Christmas should be cold, and the nights should be drawing in at 3pm. It's as simple as that.

Yesterday we spent New Years Eve on the beach in Mornington, Victoria. The beach was virtually empty, and we were with the whole family. We couldn't have asked for more. The beach had so few people on it considering it was New Years Eve. But as the day turned into late afternoon, not one of us was interested in spending the evening surrounded by heaps of drunken idiots. We had been planning and un-planning what we were going to do for weeks now and that got me thinking. I realised that I'm finding more and more as the years pass that despite much planning and anticipation, New Year's Eve ends up being just another night?

Or is it just me?
  photo MorningtonBeachcopy_zpsd9130777.jpg

The words anti-climax and unsatisfactory spring to mind – it could actually be any other day. And yet, what this time of year actually stands for is a marker in time, a point by which we can somehow quantify and measure our dreams and successes. It's a life checkpoint.

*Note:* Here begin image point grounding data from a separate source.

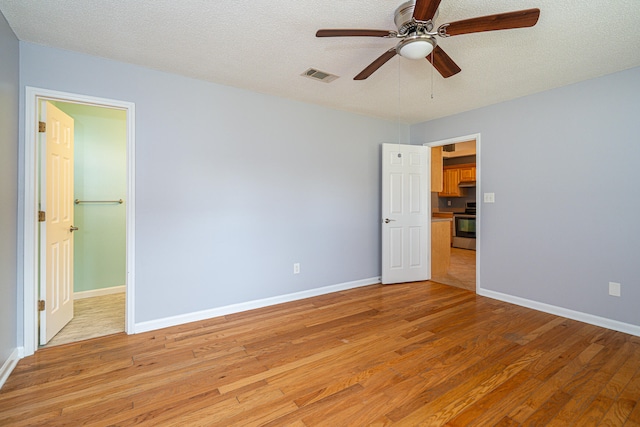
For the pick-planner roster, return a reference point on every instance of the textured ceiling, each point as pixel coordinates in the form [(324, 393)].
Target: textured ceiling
[(264, 46)]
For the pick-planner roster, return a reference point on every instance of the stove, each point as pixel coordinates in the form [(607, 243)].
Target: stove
[(464, 227)]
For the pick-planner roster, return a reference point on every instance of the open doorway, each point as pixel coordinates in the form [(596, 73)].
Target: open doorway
[(33, 157), (453, 201), (98, 202)]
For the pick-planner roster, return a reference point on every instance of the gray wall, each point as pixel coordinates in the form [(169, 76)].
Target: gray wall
[(565, 169), (233, 187), (8, 188)]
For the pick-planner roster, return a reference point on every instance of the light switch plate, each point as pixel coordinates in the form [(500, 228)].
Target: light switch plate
[(489, 197)]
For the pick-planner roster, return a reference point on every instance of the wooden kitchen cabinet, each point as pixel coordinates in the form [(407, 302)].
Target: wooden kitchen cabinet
[(450, 181), (453, 175), (467, 173), (436, 169)]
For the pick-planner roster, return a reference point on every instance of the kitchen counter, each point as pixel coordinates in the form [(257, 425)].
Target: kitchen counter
[(441, 219)]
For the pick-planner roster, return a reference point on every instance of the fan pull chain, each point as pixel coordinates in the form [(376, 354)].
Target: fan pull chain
[(431, 74)]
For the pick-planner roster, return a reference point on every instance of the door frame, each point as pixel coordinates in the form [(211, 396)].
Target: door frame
[(30, 177), (456, 140)]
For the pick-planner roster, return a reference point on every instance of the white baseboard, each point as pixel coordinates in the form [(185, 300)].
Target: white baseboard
[(10, 364), (249, 305), (615, 325), (99, 292)]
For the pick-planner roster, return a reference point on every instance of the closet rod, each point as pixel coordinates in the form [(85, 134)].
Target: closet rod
[(78, 201)]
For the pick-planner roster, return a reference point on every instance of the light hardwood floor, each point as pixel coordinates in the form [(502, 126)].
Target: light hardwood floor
[(462, 270), (406, 355), (93, 317)]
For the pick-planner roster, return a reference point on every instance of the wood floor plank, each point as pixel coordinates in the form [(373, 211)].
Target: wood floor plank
[(408, 354)]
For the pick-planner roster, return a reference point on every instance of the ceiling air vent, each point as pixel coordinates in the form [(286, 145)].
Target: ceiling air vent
[(312, 73)]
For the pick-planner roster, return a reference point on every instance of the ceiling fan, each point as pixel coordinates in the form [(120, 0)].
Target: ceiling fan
[(414, 20)]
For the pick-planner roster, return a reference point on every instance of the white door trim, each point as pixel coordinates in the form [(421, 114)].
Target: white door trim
[(30, 219), (456, 140)]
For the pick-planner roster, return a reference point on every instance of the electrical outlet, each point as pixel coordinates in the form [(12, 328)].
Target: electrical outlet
[(614, 289), (489, 197)]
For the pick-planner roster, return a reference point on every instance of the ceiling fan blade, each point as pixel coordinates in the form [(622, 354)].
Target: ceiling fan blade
[(500, 21), (354, 33), (425, 10), (443, 63), (371, 68)]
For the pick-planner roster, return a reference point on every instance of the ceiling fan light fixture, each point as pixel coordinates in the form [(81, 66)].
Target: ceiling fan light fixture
[(418, 47)]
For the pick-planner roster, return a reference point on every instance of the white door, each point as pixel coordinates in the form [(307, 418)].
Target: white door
[(406, 218), (56, 233)]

It reminds us to take pause from the daily humdrum. In an ever modernising world, where work days blend into work nights and weekends are packed with chores and errands, where there is little differentiation between work and play, we need New Year's more than ever, to remind us what we value in life: prompt us to chuck in the bad habits and prepare to be the best we can be in the year to come. So what will be my New Year resolution for 2013?

Seeing that most of my vices I had during my twenties have slipped away without too much effort. Due to focusing on finding a career, raising a child and maintaining a relationship, my new priorities seem to have little time to do much else. Gone are the days of week long benders for no apparent reason (gone, but not forgotten!). And so, this year I don't need to vow to drink less or quit the cigarettes because moderation took effect a while back, all by itself. As I'm sure many 30-year-old(ish) people can relate, less money spent on boozy nights out equals more money spent on good food: fruit and veg from the organic greengrocer, rustic loaves from the farmers market, the daily gingerbread latte – they all add up to become our new extravagance.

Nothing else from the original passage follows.